June 2 (Bloomberg) -- Oil declined for a second day in New York after reports showed U.S. crude supplies rose, companies added fewer jobs than forecast and global manufacturing slowed, stoking speculation fuel demand may falter.
Futures fell as much as 1 percent after the biggest drop in three weeks yesterday. Crude stockpiles climbed the most in more than a month, according to the American Petroleum Institute. Employment rose by 38,000 in May, the smallest gain since September, ADP Employer Services said. A 175,000 increase was forecast, according to a Bloomberg News survey. Manufacturing in China, Europe and the U.S. slowed in May.
“The API data was pretty bearish on the crude and gasoline side,” said Serene Lim, a commodity strategist at Australia & New Zealand Banking Group Ltd. in Singapore. “The weak U.S. economic data had a bigger impact since it pushed bond yields higher and the dollar was stronger and that pushed oil lower.”
Crude for July delivery lost as much as $1.04 to $99.25 a barrel in electronic trading on the New York Mercantile Exchange, and was at $99.86 at 3:09 p.m.

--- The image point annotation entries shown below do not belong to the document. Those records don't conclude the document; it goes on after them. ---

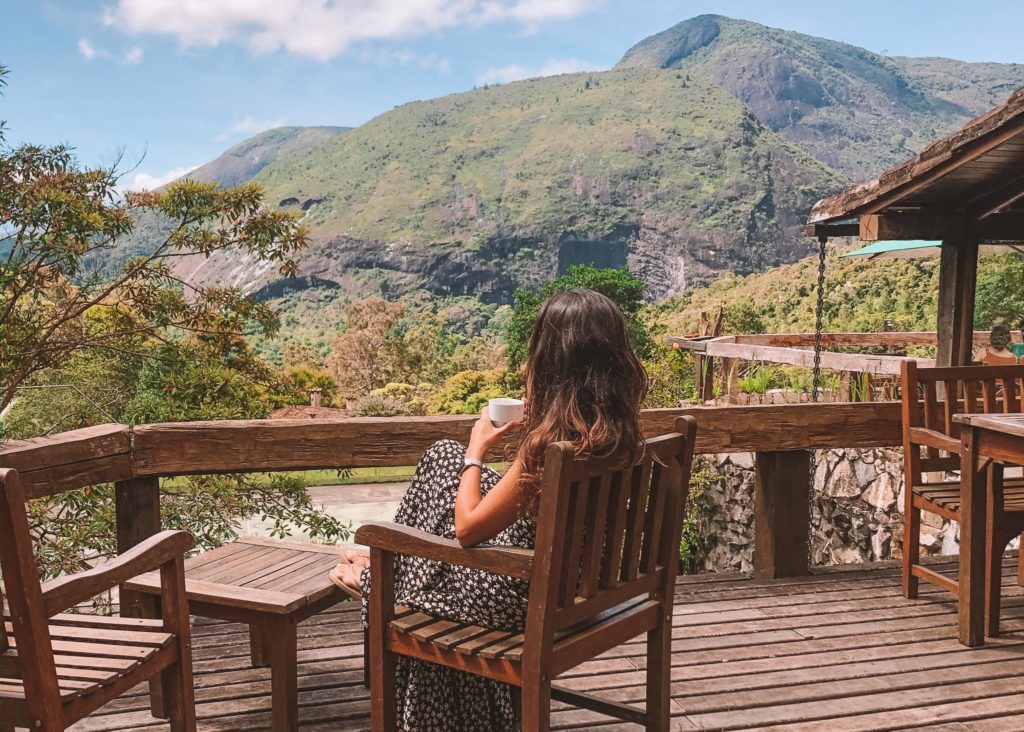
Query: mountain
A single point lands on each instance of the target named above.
(479, 192)
(241, 163)
(699, 154)
(855, 111)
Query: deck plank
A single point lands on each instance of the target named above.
(839, 650)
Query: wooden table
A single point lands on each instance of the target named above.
(269, 585)
(997, 437)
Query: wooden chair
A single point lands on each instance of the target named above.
(56, 668)
(603, 571)
(931, 444)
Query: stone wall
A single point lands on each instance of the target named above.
(856, 513)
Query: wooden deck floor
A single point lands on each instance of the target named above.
(841, 650)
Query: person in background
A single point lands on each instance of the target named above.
(996, 353)
(1018, 348)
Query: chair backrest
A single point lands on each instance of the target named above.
(25, 598)
(608, 529)
(932, 396)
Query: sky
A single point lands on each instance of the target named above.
(171, 84)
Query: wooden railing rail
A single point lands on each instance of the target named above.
(134, 458)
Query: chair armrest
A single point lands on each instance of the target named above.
(934, 438)
(511, 561)
(66, 592)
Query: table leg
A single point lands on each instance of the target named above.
(971, 608)
(258, 649)
(281, 640)
(996, 540)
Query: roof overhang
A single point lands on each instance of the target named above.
(969, 183)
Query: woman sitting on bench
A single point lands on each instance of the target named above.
(584, 384)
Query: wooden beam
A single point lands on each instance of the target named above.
(70, 460)
(957, 277)
(257, 445)
(993, 201)
(830, 230)
(726, 347)
(897, 226)
(179, 448)
(828, 340)
(781, 514)
(137, 516)
(941, 165)
(771, 428)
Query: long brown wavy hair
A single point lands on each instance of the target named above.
(584, 383)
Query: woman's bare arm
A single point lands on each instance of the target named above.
(479, 518)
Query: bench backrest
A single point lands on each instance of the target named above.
(933, 396)
(608, 529)
(34, 657)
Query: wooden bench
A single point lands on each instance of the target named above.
(932, 398)
(603, 571)
(271, 586)
(56, 668)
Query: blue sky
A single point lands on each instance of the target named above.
(173, 83)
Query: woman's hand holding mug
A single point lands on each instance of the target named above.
(485, 433)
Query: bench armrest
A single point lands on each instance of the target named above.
(66, 592)
(393, 537)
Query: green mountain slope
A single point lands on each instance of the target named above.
(241, 163)
(476, 194)
(855, 111)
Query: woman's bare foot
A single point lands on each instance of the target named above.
(357, 558)
(347, 577)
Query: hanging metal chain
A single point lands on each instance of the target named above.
(815, 395)
(818, 317)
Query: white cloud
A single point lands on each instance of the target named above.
(404, 57)
(514, 72)
(87, 50)
(322, 29)
(147, 181)
(133, 56)
(250, 125)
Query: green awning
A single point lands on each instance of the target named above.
(918, 248)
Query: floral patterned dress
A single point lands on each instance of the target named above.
(431, 697)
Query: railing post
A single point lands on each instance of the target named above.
(137, 513)
(781, 514)
(704, 368)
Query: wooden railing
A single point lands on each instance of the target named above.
(135, 458)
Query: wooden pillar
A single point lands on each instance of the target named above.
(957, 277)
(781, 514)
(704, 376)
(137, 513)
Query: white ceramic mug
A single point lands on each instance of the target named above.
(504, 411)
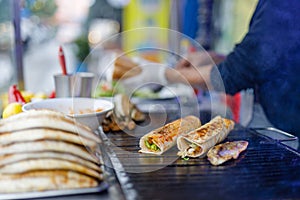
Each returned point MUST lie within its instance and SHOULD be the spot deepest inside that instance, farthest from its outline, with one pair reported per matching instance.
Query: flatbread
(198, 142)
(165, 137)
(13, 158)
(47, 164)
(45, 134)
(45, 180)
(226, 151)
(47, 145)
(45, 119)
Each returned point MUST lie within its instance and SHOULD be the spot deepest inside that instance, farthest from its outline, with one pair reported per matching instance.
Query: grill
(266, 170)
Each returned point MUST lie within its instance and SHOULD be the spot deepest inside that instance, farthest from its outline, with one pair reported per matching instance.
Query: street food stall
(102, 133)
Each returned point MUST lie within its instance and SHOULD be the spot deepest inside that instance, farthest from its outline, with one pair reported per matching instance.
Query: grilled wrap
(160, 140)
(199, 141)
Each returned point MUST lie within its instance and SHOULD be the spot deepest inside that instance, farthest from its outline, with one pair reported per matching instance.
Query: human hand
(200, 58)
(196, 76)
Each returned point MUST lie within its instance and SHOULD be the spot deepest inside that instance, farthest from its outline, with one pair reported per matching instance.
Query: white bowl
(84, 110)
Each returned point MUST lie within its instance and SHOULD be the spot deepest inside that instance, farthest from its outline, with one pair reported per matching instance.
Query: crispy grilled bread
(226, 151)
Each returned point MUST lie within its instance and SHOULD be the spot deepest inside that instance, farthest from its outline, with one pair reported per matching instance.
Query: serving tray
(55, 193)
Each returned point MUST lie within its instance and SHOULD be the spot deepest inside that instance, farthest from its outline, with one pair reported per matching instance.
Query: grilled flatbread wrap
(160, 140)
(198, 142)
(44, 180)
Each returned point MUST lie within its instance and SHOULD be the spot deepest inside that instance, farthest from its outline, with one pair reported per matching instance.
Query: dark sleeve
(240, 69)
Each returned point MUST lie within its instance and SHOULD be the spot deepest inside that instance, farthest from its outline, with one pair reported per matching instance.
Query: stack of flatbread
(44, 150)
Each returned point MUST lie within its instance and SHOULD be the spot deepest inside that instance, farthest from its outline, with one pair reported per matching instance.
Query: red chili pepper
(14, 95)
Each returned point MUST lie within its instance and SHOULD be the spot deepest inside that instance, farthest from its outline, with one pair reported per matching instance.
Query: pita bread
(165, 137)
(12, 158)
(47, 145)
(44, 180)
(198, 142)
(226, 151)
(45, 134)
(47, 164)
(45, 119)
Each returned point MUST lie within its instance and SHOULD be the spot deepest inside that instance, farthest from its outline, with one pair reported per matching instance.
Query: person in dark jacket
(267, 59)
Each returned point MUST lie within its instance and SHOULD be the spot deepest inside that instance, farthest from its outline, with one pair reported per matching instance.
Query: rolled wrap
(198, 142)
(165, 137)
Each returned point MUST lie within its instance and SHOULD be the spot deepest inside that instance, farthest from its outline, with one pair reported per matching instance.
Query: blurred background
(81, 25)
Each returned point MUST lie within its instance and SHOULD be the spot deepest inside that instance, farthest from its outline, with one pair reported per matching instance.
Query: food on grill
(160, 140)
(197, 142)
(124, 115)
(44, 150)
(226, 151)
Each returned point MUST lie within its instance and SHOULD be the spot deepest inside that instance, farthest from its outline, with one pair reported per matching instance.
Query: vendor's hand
(200, 58)
(196, 76)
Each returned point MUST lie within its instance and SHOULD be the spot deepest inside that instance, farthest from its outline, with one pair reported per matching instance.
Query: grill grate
(266, 170)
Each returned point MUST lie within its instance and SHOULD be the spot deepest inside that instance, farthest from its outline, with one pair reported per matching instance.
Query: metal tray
(55, 193)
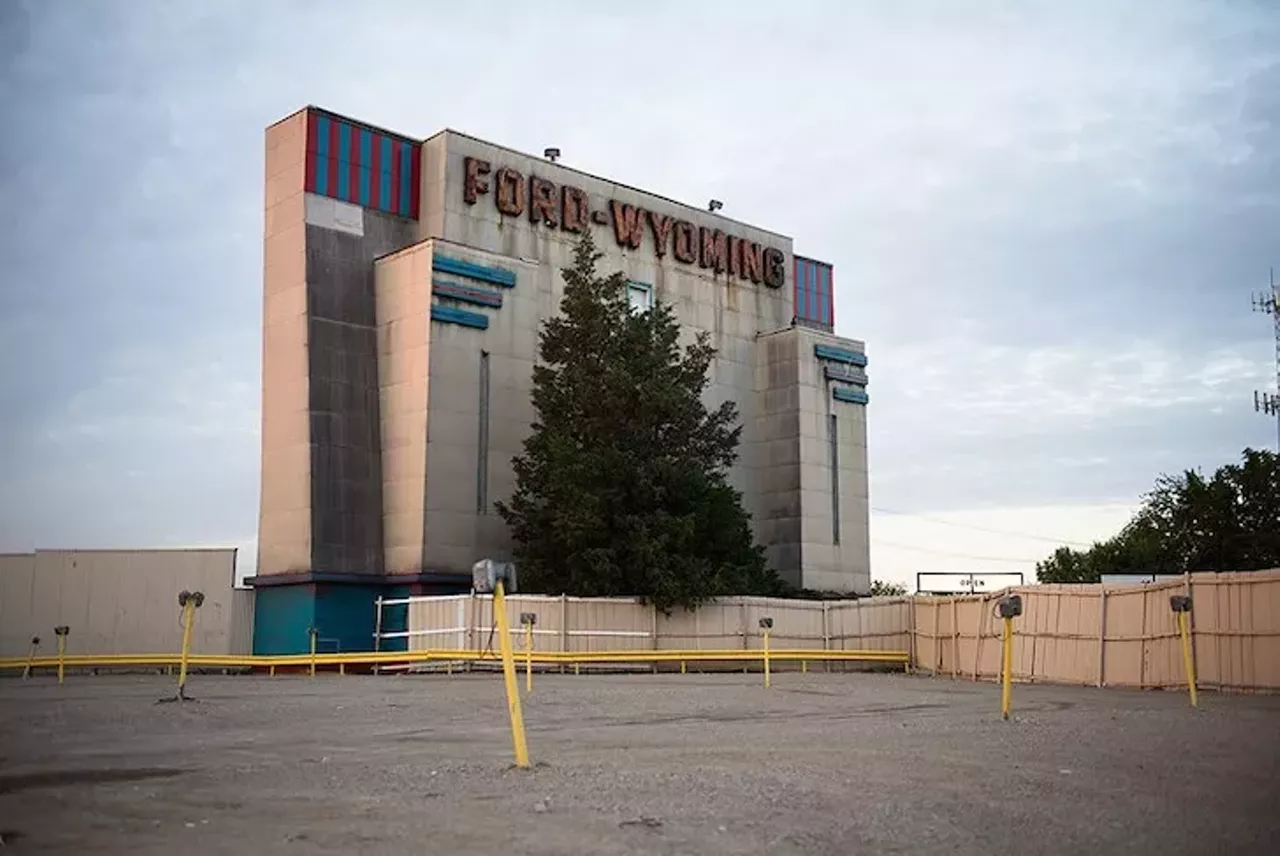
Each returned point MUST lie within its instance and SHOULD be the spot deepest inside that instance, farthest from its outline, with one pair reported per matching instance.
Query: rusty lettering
(753, 260)
(511, 192)
(575, 209)
(474, 183)
(627, 224)
(714, 250)
(543, 201)
(775, 268)
(661, 227)
(684, 245)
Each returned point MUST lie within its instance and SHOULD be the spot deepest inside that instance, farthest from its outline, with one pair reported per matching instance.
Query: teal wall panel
(282, 616)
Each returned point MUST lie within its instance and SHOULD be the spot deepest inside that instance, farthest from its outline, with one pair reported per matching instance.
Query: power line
(955, 555)
(983, 529)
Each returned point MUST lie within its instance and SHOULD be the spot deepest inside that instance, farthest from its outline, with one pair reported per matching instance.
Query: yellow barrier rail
(444, 655)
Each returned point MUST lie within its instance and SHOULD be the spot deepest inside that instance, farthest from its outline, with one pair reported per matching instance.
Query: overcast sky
(1046, 220)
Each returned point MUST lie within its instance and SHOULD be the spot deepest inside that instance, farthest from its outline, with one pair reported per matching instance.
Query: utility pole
(1269, 403)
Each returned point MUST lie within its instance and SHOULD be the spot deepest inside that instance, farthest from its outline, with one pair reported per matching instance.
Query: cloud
(1045, 220)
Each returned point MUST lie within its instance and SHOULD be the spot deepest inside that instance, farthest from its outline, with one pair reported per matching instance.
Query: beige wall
(284, 525)
(402, 287)
(122, 602)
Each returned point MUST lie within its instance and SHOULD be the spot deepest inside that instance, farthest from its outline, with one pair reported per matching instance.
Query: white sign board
(965, 584)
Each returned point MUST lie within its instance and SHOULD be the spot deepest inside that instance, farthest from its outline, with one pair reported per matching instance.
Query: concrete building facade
(405, 285)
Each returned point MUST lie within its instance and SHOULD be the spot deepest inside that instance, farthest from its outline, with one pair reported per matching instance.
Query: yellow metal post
(1006, 691)
(766, 659)
(31, 657)
(508, 676)
(529, 657)
(188, 614)
(1188, 660)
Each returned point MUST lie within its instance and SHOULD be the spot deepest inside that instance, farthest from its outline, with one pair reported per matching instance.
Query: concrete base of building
(342, 608)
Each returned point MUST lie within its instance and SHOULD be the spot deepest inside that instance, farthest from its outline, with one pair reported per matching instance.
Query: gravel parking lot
(631, 764)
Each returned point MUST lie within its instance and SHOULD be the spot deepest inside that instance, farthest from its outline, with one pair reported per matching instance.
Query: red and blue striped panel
(814, 292)
(356, 164)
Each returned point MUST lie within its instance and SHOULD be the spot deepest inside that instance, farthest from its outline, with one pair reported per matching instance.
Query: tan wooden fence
(1121, 636)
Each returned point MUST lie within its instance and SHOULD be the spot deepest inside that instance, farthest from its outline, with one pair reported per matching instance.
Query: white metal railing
(465, 622)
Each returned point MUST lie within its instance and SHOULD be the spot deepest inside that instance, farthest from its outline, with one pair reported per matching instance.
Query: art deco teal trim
(465, 293)
(840, 355)
(449, 315)
(849, 396)
(846, 374)
(471, 270)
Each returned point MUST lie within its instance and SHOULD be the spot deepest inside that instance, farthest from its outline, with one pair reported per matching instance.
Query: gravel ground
(631, 764)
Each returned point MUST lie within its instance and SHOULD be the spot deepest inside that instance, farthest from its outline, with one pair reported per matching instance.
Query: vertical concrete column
(284, 518)
(402, 288)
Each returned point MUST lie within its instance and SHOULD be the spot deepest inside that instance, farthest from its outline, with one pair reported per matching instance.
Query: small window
(639, 297)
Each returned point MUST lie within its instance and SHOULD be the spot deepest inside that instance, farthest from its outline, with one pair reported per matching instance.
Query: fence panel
(1096, 635)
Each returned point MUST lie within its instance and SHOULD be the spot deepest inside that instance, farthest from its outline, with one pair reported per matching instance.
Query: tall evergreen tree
(621, 488)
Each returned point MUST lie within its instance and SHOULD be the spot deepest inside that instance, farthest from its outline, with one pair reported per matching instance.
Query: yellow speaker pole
(1006, 677)
(188, 618)
(508, 674)
(31, 657)
(1182, 605)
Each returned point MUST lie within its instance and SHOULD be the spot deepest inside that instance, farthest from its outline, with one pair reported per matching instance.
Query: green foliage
(621, 486)
(1229, 522)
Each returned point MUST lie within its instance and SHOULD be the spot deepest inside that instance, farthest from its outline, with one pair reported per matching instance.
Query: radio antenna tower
(1269, 403)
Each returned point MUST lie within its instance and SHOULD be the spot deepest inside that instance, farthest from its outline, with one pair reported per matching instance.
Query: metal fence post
(378, 630)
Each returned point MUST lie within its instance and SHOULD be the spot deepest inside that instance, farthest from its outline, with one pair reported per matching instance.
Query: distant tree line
(1188, 522)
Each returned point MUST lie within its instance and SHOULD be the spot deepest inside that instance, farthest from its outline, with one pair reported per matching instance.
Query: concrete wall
(740, 317)
(398, 352)
(122, 602)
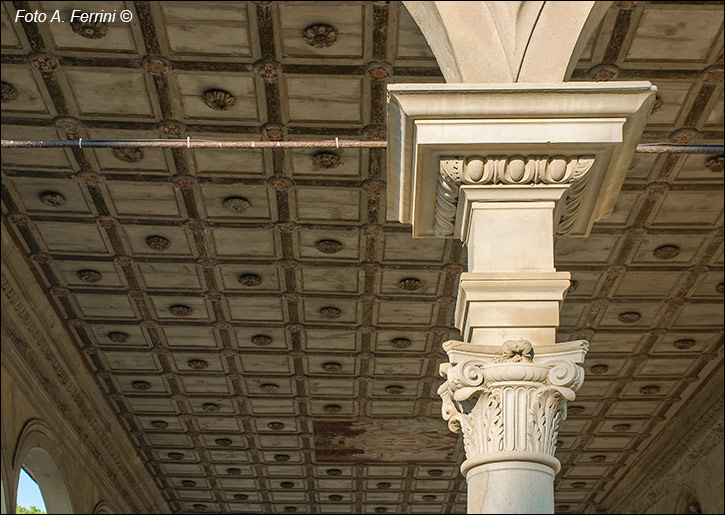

Singapore time. The contract yesterday declined $2.41, or 2.4 percent, to $100.29, the biggest single-session drop since May 11. Prices are up 37 percent the past year.
Brent crude oil for July delivery was at $114.27 a barrel, down 23 cents, on the London-based ICE Futures Europe exchange. The contract yesterday fell $2.20, or 1.9 percent, to $114.53, the lowest settlement since May 24.
The European benchmark contract traded at a premium of $14.36 a barrel to U.S. futures. The difference between front- month contracts in London and New York reached a record $19.54 on Feb. 21. It averaged 76 cents last year.
The industry-funded American Petroleum Institute said U.S. crude supplies rose 3.5 million barrels last week to 371.6 million. An Energy Department report today is forecast to show stockpiles declined 1.6 million barrels, according to the median of 13 analyst estimates in a Bloomberg News survey.
Gasoline inventories climbed 1.5 million barrels to 212.7 million, the API said. The Energy Department report may show a 900,000 barrel increase for the fuel, the survey shows.
“The American Petroleum Institute crude inventory data looked negative, with a surprising rise in crude and gasoline stockpiles,” Mark Pervan, head of commodity research at Australia & New Zealand Banking Group Ltd. in Melbourne, said in a note today. If Energy Department data “confirms today’s bearish numbers, prices could remain under pressure.”
Oil-supply totals from the API and the Energy Department have moved in the same direction 72 percent of the time over the past year. API collects stockpile information on a voluntary basis from operators of refineries, bulk terminals and pipelines. The government requires that reports be filed with the Energy Department for its weekly survey.
Crude imports climbed 29 percent last week to 9.9 million barrels a day, the API report showed. Imports of oil products rose 13 percent to 2.5 million barrels.
“We have been harping for weeks about the seasonally low level of imports and a return to seasonal norms in the Gulf could overshadow the Keystone pipeline’s recent outages,” Stephen Schork, an analyst at Villanova, Pennsylvania-based The Schork Group Inc. said in a report today.
TransCanada Corp. expects to start the 591,000 barrel-a-day Keystone Pipeline in a few days, a company spokesman said yesterday by e-mail. The system was shut on May 29 after a leak at a pump station.
The U.S. Institute for Supply Management’s factory index fell more than projected to 53.5 last month, the lowest level since September 2009, from 60.4 in April, the Tempe, Arizona- based group said yesterday. Economists forecast the gauge would drop to 57.1, according to a Bloomberg News survey.
IntercontinentalExchange Inc.’s Dollar Index, which measures the greenback against the currencies of six trading partners, rose as much as 0.4 percent to 74.89 following the economic reports, after earlier falling as low as 74.7. A stronger dollar typically makes commodities less attractive to investors.
The dollar later weakened against the euro after German Chancellor Angela Merkel said the European Union remains committed to its shared currency and the outlook for German growth is “very positive.”
Separately, a purchasing managers’ index for China yesterday showed the slowest expansionary pace in nine months, while the equivalent measure for the euro area fell to a seven- month low. Russia’s index signaled “near stagnation,” and reports from Poland to Hungary also showed a loss of manufacturing momentum.
The Organization of Petroleum Exporting Countries’ crude production increased for a second straight month in May, led by gains from Saudi Arabia and Nigeria, according to a Bloomberg News survey.
Output rose 165,000 barrels, or 0.6 percent, to average 28.895 million barrels a day, according to the survey of oil companies, producers and analysts. Saudi Arabia bolstered output by 75,000 barrels, or 0.8 percent, to 8.925 million barrels a day, the highest level since October 2008. Nigerian production rose 75,000 barrels a day to 2.06 million last month.